Virtual Machine shuts down after a disk consolidation due to a locked file

book

Article ID: 381876

calendar_today

Updated On:

Products

VMware vSphere ESXi

Issue/Introduction

A virtual machine shut down is observed in the hostd log on ESXi:

Log location: /var/log/run/hostd.log

<YYYY-MM-DD>T<time>Z verbose hostd[2102782] [Originator@6876 sub=Vmsvc.vm:/vmfs/volumes/vsan:<UUID>/<VMname>.vmx opID=lqntbmzn-19795825-auto-bsak2-h5:71916833-1b-01-75-85e9] Handling vmx message 96789784: Failed to lock the file
--> Cannot open the disk 'vm:/vmfs/volumes/<UUID>/<VMname>.vmdk' or one of the snapshot disks it depends on.
--> An operation required the virtual machine to quiesce and the virtual machine was unable to continue running

The vmware.log for the VM and hostd.log on ESXi show a NFC open (nbdmode) occurring while the VM is attempting to lock the base disk. 

Log Location: /var/log/run/hostd.log

2024-11-03T10:15:44.448Z info hostd[2103955] [Originator@6876 sub=Libs opID=nbdmode-000000c04c570270] OBJLIB-VSANOBJ: VsanObjOpenInt: Device '/vmfs/devices/vsan/<object>' not present, retrying to create one.
2024-11-03T10:15:44.456Z info hostd[2103955] [Originator@6876 sub=DiskLib opID=nbdmode-000000c04c570270] DISKLIB-LINK  :DiskLinkGetSpaceUsedInfo: Failed to get the file system unique id for file vsan://<volume>/<object>, using id as "remote"

Log Location: /vmfs/volumes/<VM's volume>/vmware.log

Note: To find the VM's logging location use Locating virtual machine log files on an ESXi host

2024-11-01T10:15:44.413Z In(05) vcpu-0 - Closing disk 'scsi0:1'

...

2024-11-01T10:15:44.413Z In(05) vcpu-0 - DISKLIB-LIB   : DiskLibUnlinkInt: Disk delete successfully completed { result:0, Msg: 'The operation completed successfully', fileName:'/vmfs/volumes/vsan:<UUID>/<VM Name>-000001.vmdk'}
2024-11-03T10:15:44.413Z In(05) vcpu-0 - Closing disk 'scsi0:2'

**NFC open happens at this time. scsi0:1 disk is still closed.
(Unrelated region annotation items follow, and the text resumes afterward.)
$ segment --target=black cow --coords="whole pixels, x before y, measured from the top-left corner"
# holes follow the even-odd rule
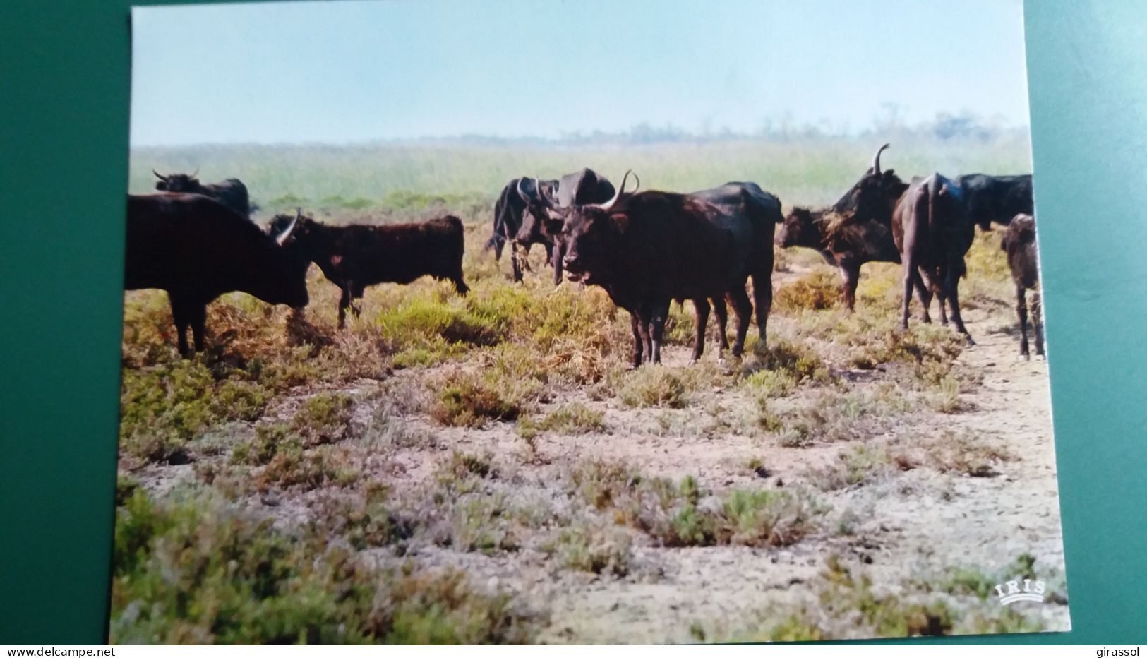
[[[306,305],[309,264],[282,246],[296,227],[288,221],[272,237],[202,195],[128,195],[124,289],[167,291],[179,352],[187,357],[187,328],[202,351],[206,305],[225,292]]]
[[[195,174],[198,172],[200,170],[195,170],[194,173],[172,173],[163,175],[162,173],[151,170],[151,173],[159,179],[158,182],[155,183],[155,189],[159,191],[202,194],[203,196],[210,196],[239,214],[242,214],[244,218],[251,218],[251,202],[247,197],[247,186],[243,185],[243,181],[237,178],[228,178],[221,182],[203,185],[197,178],[195,178]]]
[[[1025,291],[1031,290],[1031,329],[1036,335],[1036,355],[1044,355],[1044,322],[1039,295],[1039,253],[1036,249],[1036,219],[1017,213],[1004,230],[1000,248],[1007,252],[1007,265],[1015,282],[1015,313],[1020,316],[1020,355],[1029,359],[1028,352],[1028,300]]]
[[[891,170],[885,174],[891,174]],[[796,206],[785,216],[785,222],[777,233],[777,244],[781,248],[805,246],[817,250],[825,263],[841,273],[841,296],[849,311],[856,310],[857,284],[860,282],[860,266],[865,263],[900,263],[900,252],[892,240],[890,222],[879,220],[853,224],[833,222],[835,216],[828,209],[810,210]],[[838,218],[837,218],[838,219]],[[916,279],[916,295],[923,306],[922,320],[931,322],[928,307],[933,293],[923,281]],[[944,305],[939,306],[941,322],[947,324]]]
[[[968,272],[963,257],[975,240],[975,225],[968,219],[960,188],[938,173],[914,177],[896,205],[892,237],[905,272],[902,327],[908,328],[912,288],[920,287],[922,276],[937,291],[941,306],[947,301],[957,330],[975,345],[960,316],[960,277]]]
[[[609,202],[575,205],[565,213],[561,237],[568,276],[601,285],[630,312],[634,366],[661,361],[673,299],[692,299],[697,307],[693,352],[697,358],[708,319],[708,304],[699,300],[728,298],[738,311],[733,354],[739,357],[752,310],[744,284],[750,274],[763,274],[756,259],[772,249],[780,202],[752,183],[731,183],[700,195],[623,195],[630,172],[625,175]],[[771,293],[765,276],[755,279],[754,287],[767,287]]]
[[[1035,202],[1031,195],[1031,174],[988,175],[969,173],[952,179],[960,188],[968,218],[983,230],[991,222],[1007,225],[1016,214],[1031,214]]]
[[[290,216],[275,216],[271,230],[290,221]],[[409,283],[430,275],[453,282],[460,295],[470,290],[462,280],[462,220],[454,216],[382,226],[327,226],[303,217],[290,244],[297,245],[302,254],[342,290],[340,329],[345,326],[348,308],[359,314],[353,300],[362,298],[367,285]]]
[[[486,249],[494,250],[494,260],[501,260],[502,248],[509,243],[509,259],[514,269],[514,281],[522,281],[522,268],[529,267],[526,257],[530,248],[541,243],[546,248],[546,260],[553,258],[553,242],[541,235],[530,236],[526,242],[518,242],[517,234],[522,228],[525,216],[535,216],[539,221],[545,218],[545,211],[538,203],[530,203],[531,198],[538,198],[538,186],[555,187],[557,181],[539,181],[533,178],[516,178],[502,188],[494,203],[494,227],[493,234],[486,242]],[[523,254],[518,256],[518,248]]]
[[[553,181],[539,181],[530,187],[518,183],[518,191],[531,211],[522,213],[522,226],[517,230],[518,244],[552,244],[547,248],[554,267],[554,285],[562,280],[562,258],[565,245],[561,241],[564,212],[575,205],[603,203],[617,193],[614,183],[591,169],[569,173]],[[537,209],[540,206],[541,212]]]
[[[494,250],[494,259],[501,259],[502,248],[510,244],[510,264],[514,281],[522,281],[522,269],[529,268],[530,248],[541,244],[546,250],[546,261],[554,266],[554,284],[561,282],[561,245],[555,241],[561,234],[561,218],[557,211],[574,204],[602,203],[612,198],[614,185],[590,169],[563,175],[557,180],[516,178],[502,188],[494,204],[493,235],[486,249]],[[554,220],[557,220],[556,224]],[[523,256],[520,257],[517,249]]]
[[[880,154],[887,148],[884,144],[876,151],[872,167],[827,214],[840,226],[866,221],[891,226],[904,265],[900,322],[905,329],[913,288],[935,290],[941,305],[949,304],[955,328],[974,344],[960,316],[957,290],[966,273],[963,256],[975,237],[975,225],[968,219],[961,189],[938,173],[905,183],[891,170],[881,172]]]
[[[757,315],[757,332],[760,346],[764,347],[767,344],[768,312],[773,307],[773,229],[778,224],[785,221],[785,217],[781,214],[781,202],[774,195],[760,189],[760,186],[755,182],[727,182],[720,187],[692,193],[689,196],[718,207],[720,213],[726,218],[732,218],[732,221],[747,219],[752,228],[752,233],[748,236],[751,249],[748,257],[748,274],[752,277],[752,301]],[[703,299],[700,301],[704,303]],[[713,301],[720,322],[718,345],[724,348],[724,303],[720,298]],[[694,300],[694,305],[696,304],[697,300]],[[703,332],[705,324],[703,310],[697,311],[697,318]],[[734,355],[740,354],[734,351]],[[694,360],[700,357],[701,347],[699,346]]]

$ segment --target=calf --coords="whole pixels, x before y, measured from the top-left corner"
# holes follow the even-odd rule
[[[167,291],[179,352],[188,357],[187,328],[202,351],[206,305],[225,292],[306,305],[309,264],[282,246],[297,226],[298,218],[288,217],[268,236],[202,195],[128,195],[124,289]]]
[[[1044,323],[1040,310],[1039,253],[1036,250],[1036,219],[1019,213],[1004,232],[1000,248],[1007,252],[1007,264],[1015,282],[1015,313],[1020,316],[1020,355],[1029,359],[1028,352],[1028,300],[1025,291],[1031,290],[1031,324],[1036,335],[1036,355],[1044,355]]]
[[[289,216],[276,216],[272,232],[288,221]],[[362,298],[367,285],[409,283],[430,275],[453,282],[460,295],[470,290],[462,280],[462,220],[453,216],[383,226],[327,226],[302,217],[291,243],[342,290],[340,329],[346,323],[348,308],[359,314],[354,300]]]
[[[228,178],[220,182],[203,185],[197,178],[195,178],[195,174],[198,172],[200,170],[195,170],[194,173],[172,173],[163,175],[162,173],[151,170],[151,173],[159,179],[159,181],[155,183],[155,189],[159,191],[202,194],[203,196],[210,196],[243,216],[245,219],[251,218],[251,203],[248,199],[247,186],[243,185],[243,181],[237,178]]]

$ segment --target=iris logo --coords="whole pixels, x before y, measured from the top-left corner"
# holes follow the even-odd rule
[[[1032,580],[1030,578],[1008,580],[996,586],[996,594],[999,596],[1000,605],[1012,605],[1016,601],[1041,603],[1045,590],[1046,587],[1043,580]]]

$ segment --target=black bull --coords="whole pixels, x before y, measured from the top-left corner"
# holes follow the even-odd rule
[[[555,212],[575,204],[602,203],[614,197],[614,185],[590,169],[563,175],[557,180],[520,178],[509,181],[494,204],[493,235],[486,248],[494,250],[494,258],[501,259],[502,248],[510,244],[510,265],[514,281],[522,281],[524,257],[530,246],[541,244],[546,249],[546,260],[554,267],[554,284],[562,279],[563,246],[559,240],[561,222]],[[521,258],[521,259],[520,259]]]
[[[204,185],[195,178],[198,170],[195,170],[194,173],[189,174],[172,173],[164,175],[155,170],[151,170],[151,173],[159,179],[155,183],[155,189],[159,191],[202,194],[203,196],[210,196],[239,214],[242,214],[244,218],[251,218],[251,202],[247,195],[247,186],[243,185],[243,181],[237,178],[228,178],[219,182]]]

At this point, the scsi0:1 delta is deleted and it points to the base disk.

2024-11-03T10:15:44.497Z In(05) vcpu-0 - DISK: OPEN scsi0:1 'vmfs/volumes/vsan:<UUID>/<VM Name>_1.vmdk' persistent R[]
2024-11-03T10:15:44.498Z Er(02) vcpu-0 - OBJLIB-VSANOBJ: VsanObjLock: Object '<object>' locked, retrying.

Note: The object in the hostd logs will match the object locked in the VM's logs. 

Environment

This issue can occur on all versions of ESXi.

Cause

The issue is caused due to timing issues with backup vendor API calls. NBD mode is a transport mode that a backup software can use to access the disk in a snapshot to copy the data for backup. Generally, this is used between the snapshot take and snapshot delete + consolidate. 

It is rare but possible for a nbdmode open to come in after a consolidate succeeded but before the VM resumed. This causes a read lock on the base disk that the VM requires to lock (exclusively) for the VM to continue running. 

Resolution

There is no resolution to this issue. A VM requires a small switch over window after a snapshot consolidation from the previous disk to the base disk. If a lock is acquired by something else during this window, the VM cannot continue running. 

It is recommended to engage the backup vendor to evaluate the timing of access calls to the disk vs snapshot operations. It is expected that nbdmode ops come in after a snapshot create and are closed before a snapshot delete operation.